Os 5% mais ricos do continente detêm quase US$ 4 trilhões (R$ 22,2 trilhões) em riqueza – quase o dobro do PIB brasileiro em 2024, de US$ 2,18 trilhões
Por Misto Brasil – DF
As quatro pessoas mais ricas da África detêm, juntas, US$ 57,4 bilhões (R$ 318,4 bilhões) e são mais ricas que 750 milhões de africanos, ou metade da população do continente, segundo um relatório divulgado pela Oxfam, ONG de combate à pobreza e à desigualdade.

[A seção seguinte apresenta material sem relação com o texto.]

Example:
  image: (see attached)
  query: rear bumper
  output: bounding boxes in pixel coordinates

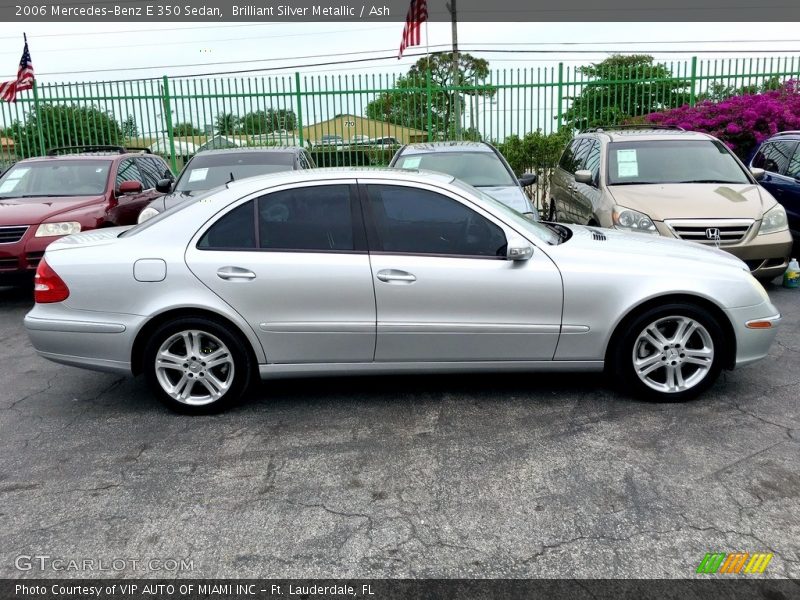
[725,302,781,368]
[25,304,144,375]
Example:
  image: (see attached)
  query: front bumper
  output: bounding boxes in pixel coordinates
[725,302,781,368]
[25,304,145,375]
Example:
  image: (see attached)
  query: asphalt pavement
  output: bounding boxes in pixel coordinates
[0,286,800,578]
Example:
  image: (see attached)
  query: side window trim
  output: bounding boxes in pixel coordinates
[358,180,508,260]
[194,180,368,254]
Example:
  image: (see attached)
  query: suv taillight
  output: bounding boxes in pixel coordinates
[33,258,69,304]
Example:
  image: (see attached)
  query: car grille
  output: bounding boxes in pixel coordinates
[0,258,19,271]
[0,225,28,244]
[664,219,754,246]
[25,252,44,267]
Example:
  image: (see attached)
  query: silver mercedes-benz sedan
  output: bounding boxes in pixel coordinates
[25,169,780,413]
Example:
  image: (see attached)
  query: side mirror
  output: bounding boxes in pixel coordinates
[117,181,142,196]
[156,179,172,194]
[506,238,533,260]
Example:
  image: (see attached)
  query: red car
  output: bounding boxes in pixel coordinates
[0,146,173,283]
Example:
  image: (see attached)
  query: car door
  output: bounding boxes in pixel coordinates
[110,158,154,225]
[752,140,800,232]
[186,180,375,363]
[361,181,562,362]
[572,139,600,223]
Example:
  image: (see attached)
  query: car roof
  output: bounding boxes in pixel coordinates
[576,127,716,142]
[401,141,494,154]
[222,167,455,193]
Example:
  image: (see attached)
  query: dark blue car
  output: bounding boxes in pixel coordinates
[750,131,800,248]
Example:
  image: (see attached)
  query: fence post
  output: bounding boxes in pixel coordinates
[550,63,564,131]
[689,56,697,106]
[29,78,47,156]
[162,75,178,173]
[294,71,304,148]
[425,64,433,142]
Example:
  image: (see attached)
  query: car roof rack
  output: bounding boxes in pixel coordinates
[47,145,128,156]
[581,125,686,133]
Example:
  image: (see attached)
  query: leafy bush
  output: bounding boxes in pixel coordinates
[645,80,800,160]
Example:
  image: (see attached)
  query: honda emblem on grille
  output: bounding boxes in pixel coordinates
[706,227,720,248]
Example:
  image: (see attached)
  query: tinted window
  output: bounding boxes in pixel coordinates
[558,139,583,173]
[753,140,797,173]
[0,159,111,198]
[786,145,800,179]
[136,157,171,190]
[258,185,355,252]
[368,185,506,256]
[395,152,517,187]
[175,151,294,192]
[608,139,750,185]
[115,158,147,189]
[197,200,256,250]
[583,141,600,181]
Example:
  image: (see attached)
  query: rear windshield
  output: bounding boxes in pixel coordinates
[394,152,517,187]
[0,158,111,199]
[175,152,294,192]
[608,140,750,185]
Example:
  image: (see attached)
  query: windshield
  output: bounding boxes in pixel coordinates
[608,140,750,185]
[0,159,111,198]
[175,152,294,192]
[451,179,561,246]
[394,152,517,187]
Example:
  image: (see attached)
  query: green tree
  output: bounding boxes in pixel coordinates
[214,113,239,135]
[172,121,203,137]
[241,108,297,135]
[121,115,139,139]
[366,52,496,138]
[563,54,689,130]
[12,104,124,157]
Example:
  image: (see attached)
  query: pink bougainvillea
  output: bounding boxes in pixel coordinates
[645,80,800,158]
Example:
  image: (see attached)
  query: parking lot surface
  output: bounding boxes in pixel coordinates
[0,286,800,578]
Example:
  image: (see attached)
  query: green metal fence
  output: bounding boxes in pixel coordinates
[0,57,800,171]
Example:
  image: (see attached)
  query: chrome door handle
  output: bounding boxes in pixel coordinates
[217,267,256,281]
[377,269,417,283]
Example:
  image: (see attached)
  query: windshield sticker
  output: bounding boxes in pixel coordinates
[0,179,19,194]
[189,169,208,183]
[617,149,639,177]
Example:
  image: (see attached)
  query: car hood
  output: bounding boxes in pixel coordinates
[478,185,533,213]
[0,196,103,226]
[566,225,750,272]
[608,183,775,221]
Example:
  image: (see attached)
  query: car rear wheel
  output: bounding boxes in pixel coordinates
[613,304,724,402]
[144,318,251,414]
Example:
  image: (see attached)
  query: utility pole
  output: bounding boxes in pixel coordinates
[445,0,461,140]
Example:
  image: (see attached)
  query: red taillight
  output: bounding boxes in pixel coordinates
[33,259,69,304]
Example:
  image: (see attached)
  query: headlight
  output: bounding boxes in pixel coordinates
[136,206,158,223]
[35,221,81,237]
[758,204,789,235]
[612,206,658,233]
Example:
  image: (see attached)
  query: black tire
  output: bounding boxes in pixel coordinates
[143,317,254,415]
[609,302,726,402]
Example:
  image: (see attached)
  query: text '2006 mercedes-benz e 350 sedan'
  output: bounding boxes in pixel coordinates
[25,169,780,413]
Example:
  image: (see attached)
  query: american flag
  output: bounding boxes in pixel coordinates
[0,38,33,102]
[397,0,428,60]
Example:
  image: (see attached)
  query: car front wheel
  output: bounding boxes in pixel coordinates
[144,318,251,414]
[613,304,725,402]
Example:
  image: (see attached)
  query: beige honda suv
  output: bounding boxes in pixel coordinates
[549,126,792,279]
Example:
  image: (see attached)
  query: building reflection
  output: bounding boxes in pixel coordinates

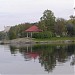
[10,44,75,72]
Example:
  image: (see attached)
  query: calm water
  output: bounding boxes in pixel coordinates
[0,44,75,75]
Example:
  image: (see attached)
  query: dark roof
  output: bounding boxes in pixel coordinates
[25,25,42,32]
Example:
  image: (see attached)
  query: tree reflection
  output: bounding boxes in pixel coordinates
[10,44,75,72]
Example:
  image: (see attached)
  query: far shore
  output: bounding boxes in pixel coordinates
[0,37,75,44]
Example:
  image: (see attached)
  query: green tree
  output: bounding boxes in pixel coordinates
[54,18,66,36]
[39,10,55,32]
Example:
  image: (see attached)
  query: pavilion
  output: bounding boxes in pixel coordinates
[25,25,42,37]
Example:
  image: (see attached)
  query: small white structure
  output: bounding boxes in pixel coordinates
[4,26,11,32]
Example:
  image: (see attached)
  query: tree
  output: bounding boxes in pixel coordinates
[54,18,66,36]
[39,10,55,32]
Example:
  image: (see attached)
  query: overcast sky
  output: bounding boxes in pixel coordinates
[0,0,75,31]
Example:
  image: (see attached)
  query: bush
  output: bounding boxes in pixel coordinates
[33,32,53,39]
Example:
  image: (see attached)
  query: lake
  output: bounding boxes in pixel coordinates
[0,44,75,75]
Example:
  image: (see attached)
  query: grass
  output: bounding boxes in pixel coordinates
[33,37,75,41]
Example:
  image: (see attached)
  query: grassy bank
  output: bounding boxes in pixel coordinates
[33,37,75,41]
[1,37,75,44]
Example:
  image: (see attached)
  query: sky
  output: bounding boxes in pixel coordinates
[0,0,75,31]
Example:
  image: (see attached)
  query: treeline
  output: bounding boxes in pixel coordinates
[0,10,75,40]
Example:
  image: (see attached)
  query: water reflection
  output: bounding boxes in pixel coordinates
[10,44,75,72]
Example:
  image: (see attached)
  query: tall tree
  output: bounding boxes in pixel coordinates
[39,10,55,32]
[54,18,66,36]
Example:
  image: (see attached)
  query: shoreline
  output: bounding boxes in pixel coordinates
[0,38,75,44]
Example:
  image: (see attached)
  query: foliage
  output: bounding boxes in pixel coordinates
[9,23,37,39]
[39,10,55,32]
[54,18,66,36]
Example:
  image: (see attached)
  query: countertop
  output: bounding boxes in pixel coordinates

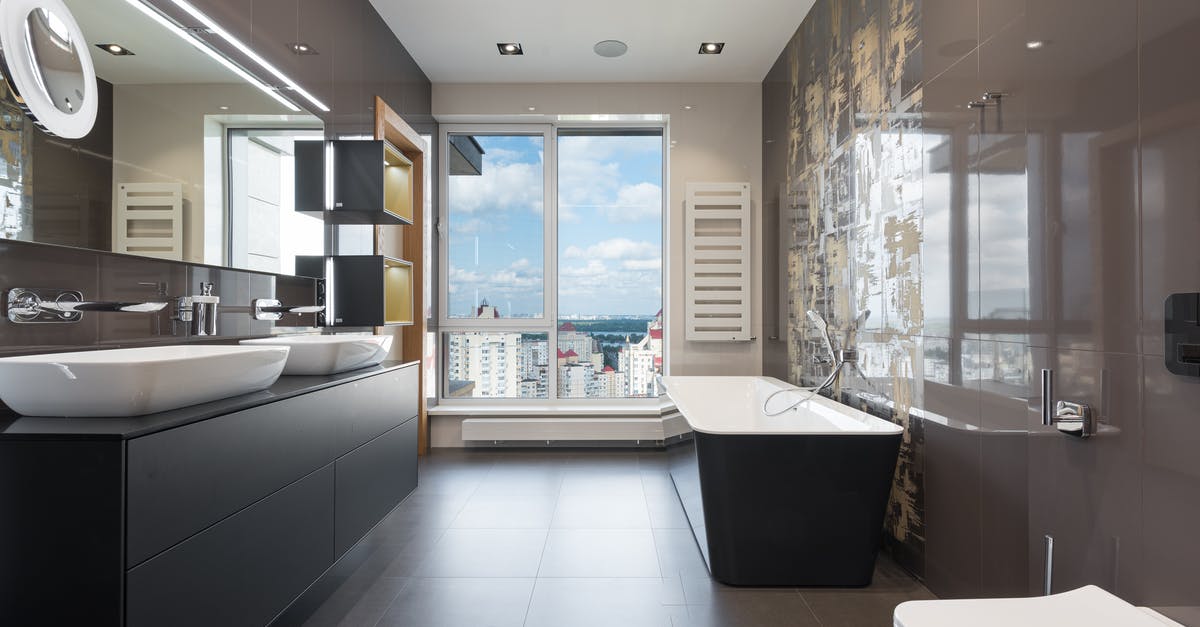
[0,362,418,441]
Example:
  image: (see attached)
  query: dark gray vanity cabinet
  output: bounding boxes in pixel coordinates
[0,364,418,626]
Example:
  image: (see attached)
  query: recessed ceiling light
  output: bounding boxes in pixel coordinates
[96,43,133,56]
[592,40,629,59]
[288,41,320,56]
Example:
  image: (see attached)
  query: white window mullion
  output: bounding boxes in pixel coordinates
[542,127,558,400]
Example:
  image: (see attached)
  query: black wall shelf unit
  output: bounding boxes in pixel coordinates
[296,255,413,327]
[295,139,414,225]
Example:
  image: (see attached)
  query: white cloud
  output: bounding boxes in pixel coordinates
[605,183,662,222]
[620,257,662,270]
[450,163,542,214]
[563,238,662,259]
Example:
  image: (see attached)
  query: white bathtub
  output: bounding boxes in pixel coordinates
[662,377,904,586]
[662,377,902,435]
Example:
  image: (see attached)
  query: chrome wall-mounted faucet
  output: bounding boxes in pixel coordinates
[250,298,325,321]
[762,309,875,416]
[5,287,167,324]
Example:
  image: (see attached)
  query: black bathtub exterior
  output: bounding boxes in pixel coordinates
[671,431,901,586]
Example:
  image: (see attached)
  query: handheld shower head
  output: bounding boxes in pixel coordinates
[806,309,838,359]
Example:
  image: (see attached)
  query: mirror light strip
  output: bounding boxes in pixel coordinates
[166,0,329,111]
[125,0,301,113]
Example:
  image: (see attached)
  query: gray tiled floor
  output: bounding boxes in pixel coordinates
[292,450,932,627]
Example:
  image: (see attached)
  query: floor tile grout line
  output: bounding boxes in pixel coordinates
[371,577,416,627]
[796,590,824,626]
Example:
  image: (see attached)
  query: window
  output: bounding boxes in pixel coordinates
[440,126,665,399]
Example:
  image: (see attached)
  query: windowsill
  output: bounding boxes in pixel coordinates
[428,396,676,417]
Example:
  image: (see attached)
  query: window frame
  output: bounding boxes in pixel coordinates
[434,118,671,406]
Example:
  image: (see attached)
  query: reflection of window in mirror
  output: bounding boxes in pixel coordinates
[226,129,325,274]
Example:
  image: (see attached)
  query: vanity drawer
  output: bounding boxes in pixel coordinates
[125,366,416,568]
[335,364,418,455]
[125,465,334,627]
[125,386,346,568]
[334,418,416,556]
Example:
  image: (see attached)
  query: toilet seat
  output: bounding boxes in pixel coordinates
[893,586,1183,627]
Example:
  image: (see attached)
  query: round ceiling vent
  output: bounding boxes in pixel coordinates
[592,40,629,59]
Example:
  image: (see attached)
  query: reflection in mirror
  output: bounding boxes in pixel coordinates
[0,0,324,274]
[25,8,88,114]
[0,0,97,138]
[226,129,325,274]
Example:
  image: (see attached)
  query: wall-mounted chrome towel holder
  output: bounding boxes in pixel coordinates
[5,287,167,324]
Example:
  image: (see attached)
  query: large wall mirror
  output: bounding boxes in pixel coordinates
[0,0,324,274]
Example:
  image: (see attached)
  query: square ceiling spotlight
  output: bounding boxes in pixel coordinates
[288,41,320,56]
[96,43,133,56]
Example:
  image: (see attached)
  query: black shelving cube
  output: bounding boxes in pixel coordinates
[295,139,414,225]
[296,255,414,327]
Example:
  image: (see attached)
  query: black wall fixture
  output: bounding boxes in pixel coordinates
[1163,292,1200,377]
[295,139,413,225]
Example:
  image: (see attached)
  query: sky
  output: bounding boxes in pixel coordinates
[448,135,662,317]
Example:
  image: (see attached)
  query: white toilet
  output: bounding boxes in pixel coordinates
[892,586,1183,627]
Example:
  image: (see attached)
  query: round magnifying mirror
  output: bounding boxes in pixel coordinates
[0,0,97,139]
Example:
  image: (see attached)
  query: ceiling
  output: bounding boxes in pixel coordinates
[371,0,814,83]
[64,0,242,85]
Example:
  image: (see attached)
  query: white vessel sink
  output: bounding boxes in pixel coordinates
[241,335,391,375]
[0,346,288,417]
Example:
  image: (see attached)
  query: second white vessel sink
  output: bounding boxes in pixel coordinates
[0,346,288,418]
[241,335,391,375]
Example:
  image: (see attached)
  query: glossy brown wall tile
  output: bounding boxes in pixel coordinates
[763,0,1200,607]
[0,240,318,356]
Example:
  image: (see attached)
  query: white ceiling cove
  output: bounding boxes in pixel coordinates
[371,0,814,83]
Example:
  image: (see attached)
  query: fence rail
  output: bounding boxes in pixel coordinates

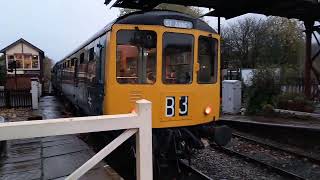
[0,89,32,108]
[0,100,153,180]
[281,84,320,98]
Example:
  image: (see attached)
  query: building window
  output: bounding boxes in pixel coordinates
[14,54,23,69]
[23,54,32,69]
[32,55,39,69]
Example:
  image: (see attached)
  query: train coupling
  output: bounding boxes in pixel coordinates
[203,125,232,146]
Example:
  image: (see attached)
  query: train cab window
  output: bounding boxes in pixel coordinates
[89,48,94,61]
[162,33,194,84]
[80,53,84,64]
[71,58,75,66]
[198,36,218,84]
[116,30,157,84]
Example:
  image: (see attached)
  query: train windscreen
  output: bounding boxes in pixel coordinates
[198,36,218,84]
[116,30,157,84]
[162,32,194,84]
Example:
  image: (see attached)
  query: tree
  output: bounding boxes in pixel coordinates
[0,55,6,86]
[120,3,202,18]
[222,18,266,68]
[222,17,304,83]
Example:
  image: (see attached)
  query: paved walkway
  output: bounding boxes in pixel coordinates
[0,96,121,180]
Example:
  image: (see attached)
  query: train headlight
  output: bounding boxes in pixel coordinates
[204,106,212,115]
[131,108,137,113]
[163,19,193,29]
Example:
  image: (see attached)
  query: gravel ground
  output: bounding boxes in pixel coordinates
[228,138,320,180]
[0,108,34,122]
[192,148,286,180]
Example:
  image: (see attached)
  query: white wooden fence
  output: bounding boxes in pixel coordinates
[0,100,153,180]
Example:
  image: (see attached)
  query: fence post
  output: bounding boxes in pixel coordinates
[4,89,11,108]
[136,100,153,180]
[30,78,39,109]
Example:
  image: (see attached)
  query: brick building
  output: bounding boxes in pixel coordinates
[0,38,44,90]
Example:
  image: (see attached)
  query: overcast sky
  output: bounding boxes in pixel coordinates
[0,0,276,61]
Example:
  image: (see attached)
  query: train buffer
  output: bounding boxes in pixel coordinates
[0,97,152,180]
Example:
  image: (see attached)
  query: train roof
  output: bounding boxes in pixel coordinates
[57,10,216,64]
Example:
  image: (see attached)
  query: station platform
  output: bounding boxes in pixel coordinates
[0,96,122,180]
[219,115,320,131]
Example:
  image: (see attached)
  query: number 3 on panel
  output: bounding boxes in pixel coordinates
[179,96,188,116]
[165,96,188,117]
[166,96,175,117]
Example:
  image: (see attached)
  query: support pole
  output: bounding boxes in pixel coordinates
[304,20,314,98]
[218,17,221,35]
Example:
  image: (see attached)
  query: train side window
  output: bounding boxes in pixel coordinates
[162,32,194,84]
[89,48,94,61]
[197,36,218,84]
[71,58,75,66]
[116,30,157,84]
[80,53,84,64]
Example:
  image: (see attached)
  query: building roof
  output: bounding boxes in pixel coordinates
[0,38,44,54]
[105,0,320,21]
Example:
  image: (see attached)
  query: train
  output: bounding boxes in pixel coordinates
[51,10,231,179]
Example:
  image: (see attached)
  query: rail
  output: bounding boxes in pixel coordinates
[0,100,153,180]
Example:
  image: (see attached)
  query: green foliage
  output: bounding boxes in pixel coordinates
[222,17,304,68]
[276,93,315,112]
[246,68,280,114]
[120,3,202,18]
[0,55,6,86]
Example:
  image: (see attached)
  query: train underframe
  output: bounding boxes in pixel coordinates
[58,94,232,180]
[90,123,232,180]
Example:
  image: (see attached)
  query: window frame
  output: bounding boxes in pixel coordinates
[196,34,219,84]
[114,28,159,86]
[161,31,196,85]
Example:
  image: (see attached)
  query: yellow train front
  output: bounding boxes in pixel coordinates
[104,12,220,128]
[53,11,230,179]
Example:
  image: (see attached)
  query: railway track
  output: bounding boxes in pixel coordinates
[179,160,213,180]
[211,145,306,180]
[232,133,320,164]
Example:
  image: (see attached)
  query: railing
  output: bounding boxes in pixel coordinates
[0,100,153,180]
[0,89,32,108]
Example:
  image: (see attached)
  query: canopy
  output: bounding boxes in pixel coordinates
[105,0,320,21]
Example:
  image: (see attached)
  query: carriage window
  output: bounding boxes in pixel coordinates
[162,33,194,84]
[198,36,218,84]
[116,30,157,84]
[80,53,84,64]
[71,58,75,66]
[89,48,94,61]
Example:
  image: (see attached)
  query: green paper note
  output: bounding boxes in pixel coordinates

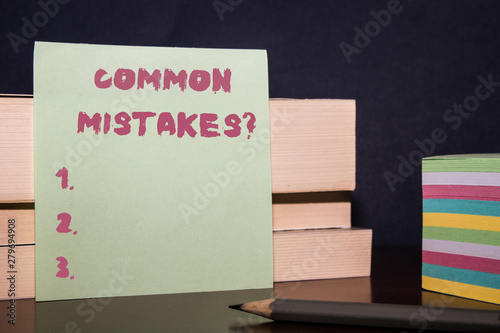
[34,42,273,301]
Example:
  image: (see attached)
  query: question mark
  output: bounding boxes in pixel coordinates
[243,112,255,139]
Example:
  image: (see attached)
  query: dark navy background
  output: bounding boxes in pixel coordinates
[0,0,500,247]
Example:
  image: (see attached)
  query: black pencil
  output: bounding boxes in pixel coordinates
[229,299,500,333]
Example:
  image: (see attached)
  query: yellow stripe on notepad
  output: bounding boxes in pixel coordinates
[423,213,500,231]
[422,276,500,304]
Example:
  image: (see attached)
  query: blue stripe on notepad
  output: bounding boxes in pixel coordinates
[422,199,500,217]
[422,263,500,289]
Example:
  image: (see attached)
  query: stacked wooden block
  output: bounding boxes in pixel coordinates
[0,97,372,299]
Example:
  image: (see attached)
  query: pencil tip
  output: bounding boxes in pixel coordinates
[229,304,243,310]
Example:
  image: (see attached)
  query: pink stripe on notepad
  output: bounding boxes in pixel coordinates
[422,251,500,274]
[422,185,500,201]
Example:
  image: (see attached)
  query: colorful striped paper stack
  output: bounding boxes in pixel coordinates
[422,154,500,304]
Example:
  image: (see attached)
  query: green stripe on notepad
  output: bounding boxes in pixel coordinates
[422,199,500,216]
[422,226,500,246]
[422,263,500,289]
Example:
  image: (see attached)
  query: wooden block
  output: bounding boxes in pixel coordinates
[269,99,356,193]
[0,228,372,299]
[0,202,351,246]
[273,202,351,230]
[0,97,356,202]
[0,97,35,202]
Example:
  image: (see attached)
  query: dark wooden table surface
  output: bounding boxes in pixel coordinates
[0,249,500,333]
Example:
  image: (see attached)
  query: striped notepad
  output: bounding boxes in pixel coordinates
[422,154,500,304]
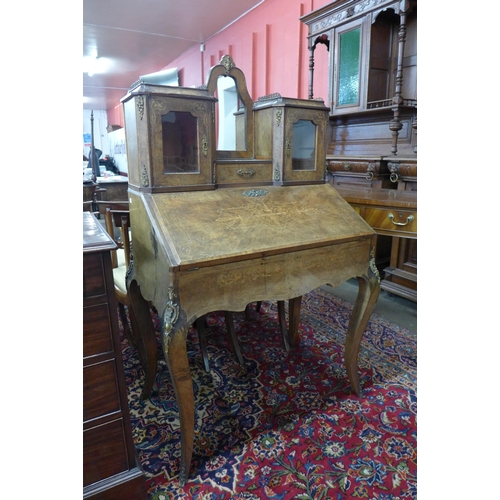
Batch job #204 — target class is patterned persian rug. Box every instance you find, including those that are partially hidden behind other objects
[122,289,417,500]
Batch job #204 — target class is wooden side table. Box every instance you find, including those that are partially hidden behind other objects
[335,186,417,302]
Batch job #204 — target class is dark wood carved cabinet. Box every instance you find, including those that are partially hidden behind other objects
[301,0,417,301]
[83,212,147,500]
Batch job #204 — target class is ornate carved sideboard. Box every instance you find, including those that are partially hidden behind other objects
[301,0,417,300]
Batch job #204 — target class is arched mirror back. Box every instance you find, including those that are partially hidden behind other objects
[206,55,254,159]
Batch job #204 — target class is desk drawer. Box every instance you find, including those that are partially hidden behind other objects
[83,359,121,422]
[83,418,129,486]
[217,163,273,184]
[364,207,417,236]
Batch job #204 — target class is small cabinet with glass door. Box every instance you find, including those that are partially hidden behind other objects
[254,94,328,185]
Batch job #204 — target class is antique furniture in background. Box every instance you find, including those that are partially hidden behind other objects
[122,56,379,485]
[83,212,147,500]
[301,0,417,300]
[336,186,417,302]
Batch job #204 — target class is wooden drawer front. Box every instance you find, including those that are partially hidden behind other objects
[365,207,417,235]
[83,253,106,297]
[217,163,273,184]
[83,303,113,358]
[83,419,129,486]
[83,359,120,422]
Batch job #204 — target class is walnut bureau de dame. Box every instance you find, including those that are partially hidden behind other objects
[122,56,380,485]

A África, que não tinha bilionários no ano 2000, hoje tem 23 deles. E esse grupo viu sua fortuna crescer 56% nos últimos cinco anos, chegando a US$ 112,6 bilhões (R$ 624,2 bilhões), aponta a Oxfam.
Os 5% mais ricos do continente detêm quase US$ 4 trilhões (R$ 22,2 trilhões) em riqueza – quase o dobro do PIB brasileiro em 2024, de US$ 2,18 trilhões, segundo o Banco Mundial. O valor também é mais do que o dobro da riqueza dos 95% restantes que vivem no continente.
Em janeiro, a Oxfam já havia alertado que a riqueza dos bilionários estava crescendo como nunca em todo o mundo.
“A riqueza da África não está em falta. Está sendo desviada por um sistema falho que permite a uma pequena elite acumular fortunas imensas enquanto nega a centenas de milhões até mesmo os serviços mais básicos”.
“Isso é um fracasso total de políticas públicas – injusto, evitável e totalmente reversível”, afirma o diretor da Oxfam no continente, Fati N’Zi-Hassane.
O relatório da Oxfam aponta que 23 dos 50 países que encabeçam o ranking mundial da desigualdade estão na África. Mas o quadro é pior em termos populacionais: de cada dez pessoas que vivem em extrema pobreza pelo mundo, sete estão no continente. Em 1990, essa relação era de uma para cada dez. Atualmente, quase 850 milhões passam fome.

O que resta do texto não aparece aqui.